LLMs enable users to query data, enabling executives, employees, and customers to interact with relevant information in useful ways. The basic idea here is giving an AI access to a quantitative knowledge base (internal or otherwise). Doing so unlocks the ability to querya company's (proprietary) unstructured data in natural language and enables everything from automated customer support to a transformation in internal visibility (BI+). While we do believe that the enterprise knowledge bot offerings will deliver real value—the space already has a number of serious players with real traction—we suspect that there is somewhat of a ceiling here and that in the long run this category will account for a comparatively small fraction of the overall Generative AI market.

3. Processes

Users are able to enhance processes by interweaving LLMs into them. These are the most useful Tasks that LLMs can accomplish. They tend to be highly context specific, usually verticalized, non-obvious, and paradigmatically new in that they require real creativity and care in their design. This third category is where a lot of the “power users” are gaining their productivity increases, and perhaps more interestingly (and scalably) where most of the (very few) third party killer apps are being created. In practice, domain expertise/real experience with the workflow is usually required for success. Some eclectic real world examples include: historical text transcription and analysis, “help me beat a car rental damage claim,” or “see what CEOs said about the labor market in their conference calls.”
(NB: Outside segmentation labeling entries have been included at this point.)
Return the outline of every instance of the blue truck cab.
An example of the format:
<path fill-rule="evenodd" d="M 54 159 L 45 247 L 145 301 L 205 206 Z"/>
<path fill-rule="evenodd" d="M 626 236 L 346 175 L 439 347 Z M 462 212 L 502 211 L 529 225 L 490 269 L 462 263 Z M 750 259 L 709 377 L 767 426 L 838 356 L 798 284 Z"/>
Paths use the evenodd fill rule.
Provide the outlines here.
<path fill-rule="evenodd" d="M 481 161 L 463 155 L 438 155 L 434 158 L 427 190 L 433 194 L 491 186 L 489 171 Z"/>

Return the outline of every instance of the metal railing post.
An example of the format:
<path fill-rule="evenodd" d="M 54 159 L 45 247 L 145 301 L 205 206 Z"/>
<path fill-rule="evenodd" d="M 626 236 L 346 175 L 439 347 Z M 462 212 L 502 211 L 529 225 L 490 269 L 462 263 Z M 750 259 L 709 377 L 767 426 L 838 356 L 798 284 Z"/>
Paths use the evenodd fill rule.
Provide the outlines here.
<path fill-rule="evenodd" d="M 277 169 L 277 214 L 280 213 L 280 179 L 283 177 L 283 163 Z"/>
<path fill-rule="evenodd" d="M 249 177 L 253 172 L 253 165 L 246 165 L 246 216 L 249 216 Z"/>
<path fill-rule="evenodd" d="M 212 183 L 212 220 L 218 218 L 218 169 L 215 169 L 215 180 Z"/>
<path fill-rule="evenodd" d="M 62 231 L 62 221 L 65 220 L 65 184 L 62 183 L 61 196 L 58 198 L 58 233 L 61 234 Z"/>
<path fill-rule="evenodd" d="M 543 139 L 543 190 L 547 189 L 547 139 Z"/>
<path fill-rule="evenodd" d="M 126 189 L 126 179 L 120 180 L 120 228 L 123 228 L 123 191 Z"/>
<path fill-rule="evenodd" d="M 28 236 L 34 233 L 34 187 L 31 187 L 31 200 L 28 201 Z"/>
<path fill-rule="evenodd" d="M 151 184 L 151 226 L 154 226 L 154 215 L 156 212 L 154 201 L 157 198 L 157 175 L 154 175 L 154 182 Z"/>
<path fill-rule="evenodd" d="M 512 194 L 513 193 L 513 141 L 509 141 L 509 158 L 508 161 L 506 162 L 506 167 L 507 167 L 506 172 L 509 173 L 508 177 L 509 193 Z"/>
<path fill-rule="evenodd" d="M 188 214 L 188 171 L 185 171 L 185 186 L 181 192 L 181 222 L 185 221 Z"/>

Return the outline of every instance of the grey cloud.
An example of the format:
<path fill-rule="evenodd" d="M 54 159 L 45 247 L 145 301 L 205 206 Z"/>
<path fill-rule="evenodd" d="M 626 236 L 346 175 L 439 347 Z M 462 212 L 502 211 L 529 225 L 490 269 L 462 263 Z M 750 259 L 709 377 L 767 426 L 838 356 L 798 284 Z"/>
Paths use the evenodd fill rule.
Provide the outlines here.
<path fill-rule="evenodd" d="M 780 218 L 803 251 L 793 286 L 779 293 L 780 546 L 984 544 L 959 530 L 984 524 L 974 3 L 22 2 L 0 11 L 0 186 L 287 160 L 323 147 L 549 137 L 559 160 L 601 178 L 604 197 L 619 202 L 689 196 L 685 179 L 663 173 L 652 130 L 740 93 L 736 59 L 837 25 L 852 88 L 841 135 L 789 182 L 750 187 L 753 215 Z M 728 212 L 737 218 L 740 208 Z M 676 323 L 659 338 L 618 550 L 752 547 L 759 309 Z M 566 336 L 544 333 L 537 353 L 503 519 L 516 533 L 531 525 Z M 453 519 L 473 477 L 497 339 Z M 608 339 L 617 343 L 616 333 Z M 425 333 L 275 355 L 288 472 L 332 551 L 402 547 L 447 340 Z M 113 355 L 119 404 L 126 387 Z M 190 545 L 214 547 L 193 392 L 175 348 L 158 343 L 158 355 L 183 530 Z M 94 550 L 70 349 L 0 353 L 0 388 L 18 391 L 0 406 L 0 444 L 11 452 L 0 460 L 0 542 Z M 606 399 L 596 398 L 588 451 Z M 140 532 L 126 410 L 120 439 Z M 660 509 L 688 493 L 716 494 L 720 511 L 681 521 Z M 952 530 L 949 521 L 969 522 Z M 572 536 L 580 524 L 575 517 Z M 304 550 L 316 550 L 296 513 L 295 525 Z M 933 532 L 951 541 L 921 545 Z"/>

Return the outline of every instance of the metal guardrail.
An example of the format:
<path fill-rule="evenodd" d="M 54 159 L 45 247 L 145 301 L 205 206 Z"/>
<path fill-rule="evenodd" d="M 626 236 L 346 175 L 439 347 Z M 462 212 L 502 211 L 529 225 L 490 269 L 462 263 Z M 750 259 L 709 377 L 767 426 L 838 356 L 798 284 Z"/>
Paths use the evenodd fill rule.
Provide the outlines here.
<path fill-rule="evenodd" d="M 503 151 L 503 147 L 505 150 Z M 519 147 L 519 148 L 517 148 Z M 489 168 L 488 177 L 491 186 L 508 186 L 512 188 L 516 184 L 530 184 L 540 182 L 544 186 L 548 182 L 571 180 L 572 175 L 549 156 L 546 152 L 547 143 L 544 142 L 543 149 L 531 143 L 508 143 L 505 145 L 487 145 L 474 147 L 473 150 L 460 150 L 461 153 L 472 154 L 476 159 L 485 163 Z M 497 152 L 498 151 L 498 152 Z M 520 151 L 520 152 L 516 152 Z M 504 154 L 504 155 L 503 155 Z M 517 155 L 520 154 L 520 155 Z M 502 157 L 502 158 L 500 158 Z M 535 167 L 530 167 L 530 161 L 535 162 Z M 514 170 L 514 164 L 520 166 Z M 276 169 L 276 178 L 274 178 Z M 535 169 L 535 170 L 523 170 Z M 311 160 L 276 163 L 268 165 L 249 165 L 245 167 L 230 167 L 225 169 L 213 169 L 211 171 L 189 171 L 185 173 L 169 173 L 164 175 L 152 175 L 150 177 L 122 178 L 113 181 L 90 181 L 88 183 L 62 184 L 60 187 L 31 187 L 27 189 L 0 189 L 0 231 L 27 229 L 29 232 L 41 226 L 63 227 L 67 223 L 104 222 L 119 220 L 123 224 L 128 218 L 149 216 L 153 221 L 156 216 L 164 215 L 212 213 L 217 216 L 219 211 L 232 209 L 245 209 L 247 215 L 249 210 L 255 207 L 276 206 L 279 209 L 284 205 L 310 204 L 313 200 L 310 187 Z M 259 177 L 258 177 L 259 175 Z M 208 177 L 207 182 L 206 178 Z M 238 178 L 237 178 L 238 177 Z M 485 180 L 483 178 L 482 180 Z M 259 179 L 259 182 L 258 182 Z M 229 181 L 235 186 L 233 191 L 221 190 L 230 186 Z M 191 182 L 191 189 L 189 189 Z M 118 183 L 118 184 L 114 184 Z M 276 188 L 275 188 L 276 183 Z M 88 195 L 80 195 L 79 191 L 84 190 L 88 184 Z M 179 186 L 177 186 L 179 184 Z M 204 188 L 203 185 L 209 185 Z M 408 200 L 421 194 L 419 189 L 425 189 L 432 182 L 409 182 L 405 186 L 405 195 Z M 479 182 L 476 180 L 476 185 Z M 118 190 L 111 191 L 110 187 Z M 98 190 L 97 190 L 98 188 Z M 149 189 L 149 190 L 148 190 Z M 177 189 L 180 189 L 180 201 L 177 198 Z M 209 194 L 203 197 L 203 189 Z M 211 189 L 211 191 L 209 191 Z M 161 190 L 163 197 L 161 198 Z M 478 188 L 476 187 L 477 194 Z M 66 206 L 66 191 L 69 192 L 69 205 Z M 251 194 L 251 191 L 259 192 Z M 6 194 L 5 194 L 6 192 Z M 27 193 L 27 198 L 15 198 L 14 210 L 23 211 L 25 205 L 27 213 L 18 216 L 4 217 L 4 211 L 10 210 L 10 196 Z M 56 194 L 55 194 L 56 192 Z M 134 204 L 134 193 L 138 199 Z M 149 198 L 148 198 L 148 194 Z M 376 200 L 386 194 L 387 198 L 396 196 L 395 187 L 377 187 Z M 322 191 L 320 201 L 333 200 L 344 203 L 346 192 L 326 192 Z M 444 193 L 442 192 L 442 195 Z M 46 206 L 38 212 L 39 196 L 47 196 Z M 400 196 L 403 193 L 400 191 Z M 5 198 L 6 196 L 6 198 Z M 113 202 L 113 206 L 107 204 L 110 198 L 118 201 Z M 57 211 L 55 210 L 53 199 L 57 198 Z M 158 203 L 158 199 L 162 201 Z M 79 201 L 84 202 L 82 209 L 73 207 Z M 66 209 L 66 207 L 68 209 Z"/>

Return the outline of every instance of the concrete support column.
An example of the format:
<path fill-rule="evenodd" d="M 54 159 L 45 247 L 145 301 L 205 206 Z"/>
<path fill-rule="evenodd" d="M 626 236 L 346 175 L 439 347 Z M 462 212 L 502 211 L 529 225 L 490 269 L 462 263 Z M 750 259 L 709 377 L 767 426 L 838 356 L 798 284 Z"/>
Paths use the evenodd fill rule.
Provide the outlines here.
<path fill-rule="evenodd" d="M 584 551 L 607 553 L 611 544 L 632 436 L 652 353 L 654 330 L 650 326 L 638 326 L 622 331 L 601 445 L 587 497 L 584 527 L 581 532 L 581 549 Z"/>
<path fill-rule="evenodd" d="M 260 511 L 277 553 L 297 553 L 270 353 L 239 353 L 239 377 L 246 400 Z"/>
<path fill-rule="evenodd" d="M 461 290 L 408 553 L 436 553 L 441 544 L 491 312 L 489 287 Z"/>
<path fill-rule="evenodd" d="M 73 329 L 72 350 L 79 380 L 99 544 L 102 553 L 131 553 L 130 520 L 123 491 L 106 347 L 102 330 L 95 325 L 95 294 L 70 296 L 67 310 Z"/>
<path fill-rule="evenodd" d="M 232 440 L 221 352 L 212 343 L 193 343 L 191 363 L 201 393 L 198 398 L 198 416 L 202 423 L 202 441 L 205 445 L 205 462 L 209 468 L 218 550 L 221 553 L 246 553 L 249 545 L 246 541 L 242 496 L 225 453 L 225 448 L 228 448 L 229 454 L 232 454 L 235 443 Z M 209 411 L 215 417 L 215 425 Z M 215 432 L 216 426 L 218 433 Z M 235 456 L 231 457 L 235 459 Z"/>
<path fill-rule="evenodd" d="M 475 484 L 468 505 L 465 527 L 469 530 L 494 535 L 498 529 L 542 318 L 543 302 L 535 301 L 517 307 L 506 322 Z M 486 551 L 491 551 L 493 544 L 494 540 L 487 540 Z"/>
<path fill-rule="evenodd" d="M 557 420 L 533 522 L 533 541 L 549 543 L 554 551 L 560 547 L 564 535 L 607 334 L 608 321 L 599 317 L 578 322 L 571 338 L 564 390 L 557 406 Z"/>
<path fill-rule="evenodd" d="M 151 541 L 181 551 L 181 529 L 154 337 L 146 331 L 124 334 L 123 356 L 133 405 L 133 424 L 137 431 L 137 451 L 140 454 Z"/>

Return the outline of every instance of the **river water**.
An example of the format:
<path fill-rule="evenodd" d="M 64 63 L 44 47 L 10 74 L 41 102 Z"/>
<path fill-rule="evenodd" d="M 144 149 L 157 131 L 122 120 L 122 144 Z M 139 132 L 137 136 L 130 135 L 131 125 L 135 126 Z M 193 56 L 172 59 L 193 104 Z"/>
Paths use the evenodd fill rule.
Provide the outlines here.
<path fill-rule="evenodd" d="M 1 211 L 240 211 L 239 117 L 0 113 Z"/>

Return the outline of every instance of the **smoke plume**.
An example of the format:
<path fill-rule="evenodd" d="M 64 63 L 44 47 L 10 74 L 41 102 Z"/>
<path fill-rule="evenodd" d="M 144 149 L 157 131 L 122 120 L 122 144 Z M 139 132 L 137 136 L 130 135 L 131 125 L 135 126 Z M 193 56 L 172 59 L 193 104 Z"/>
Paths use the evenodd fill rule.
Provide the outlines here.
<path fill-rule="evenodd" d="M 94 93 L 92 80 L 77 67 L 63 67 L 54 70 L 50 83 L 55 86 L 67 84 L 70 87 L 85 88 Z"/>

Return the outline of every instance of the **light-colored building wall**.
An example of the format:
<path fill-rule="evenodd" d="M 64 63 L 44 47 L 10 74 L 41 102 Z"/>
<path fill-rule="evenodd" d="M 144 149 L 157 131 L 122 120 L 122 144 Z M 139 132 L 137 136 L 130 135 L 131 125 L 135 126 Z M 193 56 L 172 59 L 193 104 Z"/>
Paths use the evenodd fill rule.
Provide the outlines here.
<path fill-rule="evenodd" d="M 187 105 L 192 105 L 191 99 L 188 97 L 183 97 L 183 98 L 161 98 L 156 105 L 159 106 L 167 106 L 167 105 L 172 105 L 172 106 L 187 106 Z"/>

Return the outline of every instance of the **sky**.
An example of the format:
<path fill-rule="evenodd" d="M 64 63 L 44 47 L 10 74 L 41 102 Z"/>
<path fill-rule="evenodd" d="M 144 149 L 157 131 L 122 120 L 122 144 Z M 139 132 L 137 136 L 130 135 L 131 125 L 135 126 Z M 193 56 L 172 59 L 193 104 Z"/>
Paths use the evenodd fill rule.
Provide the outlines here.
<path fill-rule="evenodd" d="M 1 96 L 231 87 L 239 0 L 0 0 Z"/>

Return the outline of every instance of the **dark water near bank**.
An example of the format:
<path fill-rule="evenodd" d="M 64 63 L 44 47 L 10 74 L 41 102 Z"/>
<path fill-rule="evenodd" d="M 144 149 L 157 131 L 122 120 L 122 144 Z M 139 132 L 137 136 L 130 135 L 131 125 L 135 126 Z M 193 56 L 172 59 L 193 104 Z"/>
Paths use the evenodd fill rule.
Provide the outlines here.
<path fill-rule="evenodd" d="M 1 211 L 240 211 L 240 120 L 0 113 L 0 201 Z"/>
II. Process-based “Tasks” lend themselves most to investment

A. Knowledge Interactions (“The Genie”) do not easily lend themselves to investment.

Ultimately, we think Knowledge Interactions will not be the main investment space.

The question of investability of third party apps in the Knowledge Interaction space is quite a complicated one (and worthy of its own deepdive) and the answer varies based on specific context, but high level, we believe a few things are true here:

Most of the “tricks” that are used to help with hallucinations don't solve the fundamental problem—enabling you to blindly trust the AI’s output, and are often no better a mitigation strategy than a quick follow-up Google search
The mechanisms to try to solve the problems tend not to scale beyond their immediate use case. Inevitably the vast majority of potential LLM interactions (literally most of humanity's cumulative knowledge stores) will simply never be “reached” by tools—and this holds for most potential UI/UX improvements as well.
We expect most of the value creation here to accrue to the big model providers directly, and not third party applications—though there will be exceptions of course (AI-powered TurboTax?). Tools may be necessary now, but they won’t be in the future. The Genie use case is in most ways the core of what LLMs are, and so, as intrinsic capabilities continue to increase (which we are optimisticabout) so too will the LLM’s value itself.

B. Generative Tasks (“The Golem”)

Language and Data “tasks” suffer from key weaknesses when it comes to building investable products. As noted, the language tasks are of relatively little use when compared to the other categories, and the data tasks space is already saturated. In contrast, process tasks don’t suffer from these weaknesses, and therefore will continue to be the most investable opportunities.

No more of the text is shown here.